7 DECEMBER 1934, Page 16

COUNTRY LIFE

A Fruitful Winter

It will be a rich winter for many birds (though let us not on that account omit to feed them). The crop of acorns is immense, though the supply will not exceed the demand. Under one oak villagers were collecting acorns in sacks for pig food and as soon as their backs were turned pigeons and pheasants came to fill their crops almost to bursting point ; and a large supply found at the mouth of a rat hole suggests that the mammals are as keen as the cottagers and the birds. Time was in Britain when the " oak-corn " was sought as food for man as well as beast.
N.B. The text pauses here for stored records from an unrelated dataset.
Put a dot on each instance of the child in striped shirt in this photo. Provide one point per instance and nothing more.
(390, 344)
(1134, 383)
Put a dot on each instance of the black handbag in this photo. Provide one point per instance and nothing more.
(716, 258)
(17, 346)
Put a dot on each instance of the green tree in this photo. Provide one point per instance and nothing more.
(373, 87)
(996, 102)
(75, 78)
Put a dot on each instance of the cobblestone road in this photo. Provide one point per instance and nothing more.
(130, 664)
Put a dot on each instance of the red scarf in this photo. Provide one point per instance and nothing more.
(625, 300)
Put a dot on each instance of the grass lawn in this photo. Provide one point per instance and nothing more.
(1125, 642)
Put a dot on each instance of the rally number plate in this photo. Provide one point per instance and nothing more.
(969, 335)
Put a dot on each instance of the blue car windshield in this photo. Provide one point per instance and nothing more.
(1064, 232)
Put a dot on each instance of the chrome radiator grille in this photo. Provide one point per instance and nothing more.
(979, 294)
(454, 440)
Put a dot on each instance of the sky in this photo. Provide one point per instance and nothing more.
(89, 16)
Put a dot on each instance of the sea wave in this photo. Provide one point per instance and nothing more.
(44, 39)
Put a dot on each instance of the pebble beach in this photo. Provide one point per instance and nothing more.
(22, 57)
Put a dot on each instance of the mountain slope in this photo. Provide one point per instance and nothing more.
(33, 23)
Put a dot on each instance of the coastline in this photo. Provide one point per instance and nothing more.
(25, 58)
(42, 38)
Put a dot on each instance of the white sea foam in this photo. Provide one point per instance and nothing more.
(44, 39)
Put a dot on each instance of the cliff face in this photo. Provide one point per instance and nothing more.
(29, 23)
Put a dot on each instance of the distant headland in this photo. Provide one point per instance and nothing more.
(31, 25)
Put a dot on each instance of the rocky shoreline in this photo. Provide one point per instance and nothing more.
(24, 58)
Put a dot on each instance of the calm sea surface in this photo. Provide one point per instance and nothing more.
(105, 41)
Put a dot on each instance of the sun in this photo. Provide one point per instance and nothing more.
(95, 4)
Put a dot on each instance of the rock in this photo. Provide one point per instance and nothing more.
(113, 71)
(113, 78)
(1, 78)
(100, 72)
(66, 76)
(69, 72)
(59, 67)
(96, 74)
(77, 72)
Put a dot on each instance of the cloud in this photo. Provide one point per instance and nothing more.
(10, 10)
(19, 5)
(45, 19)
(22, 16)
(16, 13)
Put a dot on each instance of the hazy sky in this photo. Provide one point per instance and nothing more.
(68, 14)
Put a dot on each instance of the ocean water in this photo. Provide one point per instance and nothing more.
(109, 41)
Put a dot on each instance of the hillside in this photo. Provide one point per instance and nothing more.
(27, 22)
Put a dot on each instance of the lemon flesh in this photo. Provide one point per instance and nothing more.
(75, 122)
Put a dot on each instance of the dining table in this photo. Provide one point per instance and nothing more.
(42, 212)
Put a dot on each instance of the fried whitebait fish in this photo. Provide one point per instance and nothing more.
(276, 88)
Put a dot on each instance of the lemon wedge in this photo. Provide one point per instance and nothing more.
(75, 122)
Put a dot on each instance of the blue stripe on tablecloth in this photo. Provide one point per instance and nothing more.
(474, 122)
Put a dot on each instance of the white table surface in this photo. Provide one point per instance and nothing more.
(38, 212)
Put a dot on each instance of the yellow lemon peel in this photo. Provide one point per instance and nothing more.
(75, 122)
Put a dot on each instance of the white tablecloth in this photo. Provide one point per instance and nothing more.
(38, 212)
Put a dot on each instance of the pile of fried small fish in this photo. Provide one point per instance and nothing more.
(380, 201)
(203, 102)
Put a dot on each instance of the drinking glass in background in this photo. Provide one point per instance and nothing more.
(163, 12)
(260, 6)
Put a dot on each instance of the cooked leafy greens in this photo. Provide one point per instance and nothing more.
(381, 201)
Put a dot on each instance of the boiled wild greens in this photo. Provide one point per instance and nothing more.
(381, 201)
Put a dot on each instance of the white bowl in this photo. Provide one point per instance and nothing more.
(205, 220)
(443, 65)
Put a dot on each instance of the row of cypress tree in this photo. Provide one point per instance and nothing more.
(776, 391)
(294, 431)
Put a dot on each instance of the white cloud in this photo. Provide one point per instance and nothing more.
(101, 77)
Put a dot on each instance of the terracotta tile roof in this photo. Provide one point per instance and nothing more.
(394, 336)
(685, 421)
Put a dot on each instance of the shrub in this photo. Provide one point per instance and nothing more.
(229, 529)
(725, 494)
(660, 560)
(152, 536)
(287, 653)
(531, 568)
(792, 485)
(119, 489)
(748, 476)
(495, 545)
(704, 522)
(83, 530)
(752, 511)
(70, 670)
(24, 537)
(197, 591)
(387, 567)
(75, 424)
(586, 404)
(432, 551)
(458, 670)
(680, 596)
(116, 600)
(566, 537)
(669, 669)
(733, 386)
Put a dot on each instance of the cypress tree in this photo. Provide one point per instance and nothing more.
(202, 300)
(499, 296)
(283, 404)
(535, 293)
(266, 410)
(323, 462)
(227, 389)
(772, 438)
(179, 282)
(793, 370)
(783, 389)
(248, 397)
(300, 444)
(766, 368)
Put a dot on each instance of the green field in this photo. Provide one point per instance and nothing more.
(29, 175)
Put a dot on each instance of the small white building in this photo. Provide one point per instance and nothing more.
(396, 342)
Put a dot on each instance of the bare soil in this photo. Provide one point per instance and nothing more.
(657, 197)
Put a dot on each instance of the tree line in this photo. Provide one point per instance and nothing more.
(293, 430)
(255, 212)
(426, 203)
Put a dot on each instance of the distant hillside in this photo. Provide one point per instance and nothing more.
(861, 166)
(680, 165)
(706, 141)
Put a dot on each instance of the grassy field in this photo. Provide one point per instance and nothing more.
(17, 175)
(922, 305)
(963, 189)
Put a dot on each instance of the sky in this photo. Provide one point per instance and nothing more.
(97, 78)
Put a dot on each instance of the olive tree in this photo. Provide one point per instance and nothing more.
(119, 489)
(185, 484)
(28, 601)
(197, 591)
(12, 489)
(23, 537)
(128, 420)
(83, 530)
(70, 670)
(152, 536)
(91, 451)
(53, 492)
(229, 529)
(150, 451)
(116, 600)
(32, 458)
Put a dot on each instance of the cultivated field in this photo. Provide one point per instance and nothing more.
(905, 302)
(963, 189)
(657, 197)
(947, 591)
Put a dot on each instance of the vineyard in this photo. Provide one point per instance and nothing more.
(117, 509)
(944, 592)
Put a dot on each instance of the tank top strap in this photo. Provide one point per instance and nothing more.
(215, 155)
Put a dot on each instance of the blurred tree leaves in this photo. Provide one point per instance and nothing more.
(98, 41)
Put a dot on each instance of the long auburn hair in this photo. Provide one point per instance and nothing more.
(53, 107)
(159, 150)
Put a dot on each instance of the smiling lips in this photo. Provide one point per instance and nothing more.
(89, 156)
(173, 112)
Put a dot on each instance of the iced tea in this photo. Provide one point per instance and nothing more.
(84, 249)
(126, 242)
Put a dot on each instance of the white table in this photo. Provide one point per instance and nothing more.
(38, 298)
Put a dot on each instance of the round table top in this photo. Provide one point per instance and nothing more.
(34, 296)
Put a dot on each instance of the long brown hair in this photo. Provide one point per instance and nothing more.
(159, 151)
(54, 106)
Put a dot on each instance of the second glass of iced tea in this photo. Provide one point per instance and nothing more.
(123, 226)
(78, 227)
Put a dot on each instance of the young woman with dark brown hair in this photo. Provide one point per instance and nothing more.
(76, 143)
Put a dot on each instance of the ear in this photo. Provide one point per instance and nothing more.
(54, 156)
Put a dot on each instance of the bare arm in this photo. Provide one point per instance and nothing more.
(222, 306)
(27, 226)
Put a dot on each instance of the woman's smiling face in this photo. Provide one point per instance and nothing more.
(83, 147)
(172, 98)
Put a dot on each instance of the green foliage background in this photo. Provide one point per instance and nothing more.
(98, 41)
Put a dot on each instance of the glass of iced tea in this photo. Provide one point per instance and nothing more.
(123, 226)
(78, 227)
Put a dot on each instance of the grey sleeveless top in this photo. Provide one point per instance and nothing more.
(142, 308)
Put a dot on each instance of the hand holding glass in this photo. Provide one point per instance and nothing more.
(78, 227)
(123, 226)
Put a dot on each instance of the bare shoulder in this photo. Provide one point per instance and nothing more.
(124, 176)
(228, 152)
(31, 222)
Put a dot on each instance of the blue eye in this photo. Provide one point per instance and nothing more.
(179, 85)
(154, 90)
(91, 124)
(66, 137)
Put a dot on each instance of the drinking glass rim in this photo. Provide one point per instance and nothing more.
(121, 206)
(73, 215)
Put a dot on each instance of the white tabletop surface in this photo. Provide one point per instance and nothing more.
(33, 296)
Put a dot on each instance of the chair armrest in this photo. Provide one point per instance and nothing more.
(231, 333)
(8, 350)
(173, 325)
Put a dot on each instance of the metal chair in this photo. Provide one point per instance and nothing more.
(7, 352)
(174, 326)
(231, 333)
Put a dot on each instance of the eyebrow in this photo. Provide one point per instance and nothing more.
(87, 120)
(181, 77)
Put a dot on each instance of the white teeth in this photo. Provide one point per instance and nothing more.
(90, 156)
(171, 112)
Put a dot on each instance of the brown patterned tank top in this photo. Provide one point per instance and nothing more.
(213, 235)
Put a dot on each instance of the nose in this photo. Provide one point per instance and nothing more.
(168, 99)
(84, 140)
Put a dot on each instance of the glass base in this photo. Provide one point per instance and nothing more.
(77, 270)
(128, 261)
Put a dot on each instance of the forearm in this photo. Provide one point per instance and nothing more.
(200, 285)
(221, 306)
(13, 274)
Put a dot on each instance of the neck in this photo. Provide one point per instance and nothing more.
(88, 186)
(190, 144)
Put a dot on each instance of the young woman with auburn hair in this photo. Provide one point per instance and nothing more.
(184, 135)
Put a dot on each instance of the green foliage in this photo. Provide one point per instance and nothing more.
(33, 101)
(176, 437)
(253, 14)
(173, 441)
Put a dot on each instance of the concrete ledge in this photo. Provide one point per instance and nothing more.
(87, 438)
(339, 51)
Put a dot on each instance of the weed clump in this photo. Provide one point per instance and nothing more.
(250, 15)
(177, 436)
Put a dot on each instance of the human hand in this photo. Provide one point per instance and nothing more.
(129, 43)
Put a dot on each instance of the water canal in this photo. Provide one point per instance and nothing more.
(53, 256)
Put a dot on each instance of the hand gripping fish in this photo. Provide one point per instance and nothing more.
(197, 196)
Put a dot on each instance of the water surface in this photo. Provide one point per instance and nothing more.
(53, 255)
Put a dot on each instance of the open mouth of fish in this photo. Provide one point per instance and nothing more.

The stone or pip fruits are at least as numerous as the nuts, but these are the monopoly of the birds, though some mammals will occasionally eat the stones. It is a little curious that oaks are spread—so it is always said—by rooks who presumably carry off the acorns and drop them by accident. The rook is certainly fond of carrying off his food by the agency of his beak. I have seen them often with walnuts in the beak and once with an egg. The acorn doubtless is sm$l enough to be concealed from a more or less distant observer. Oaks certainly spring up in good quantity over commons and open spaces which are themselves quite innocent of oak trees. So do mountain ashes and thorns, but these grow from undigested pips. The oaks spring from quite a different sort of sowing.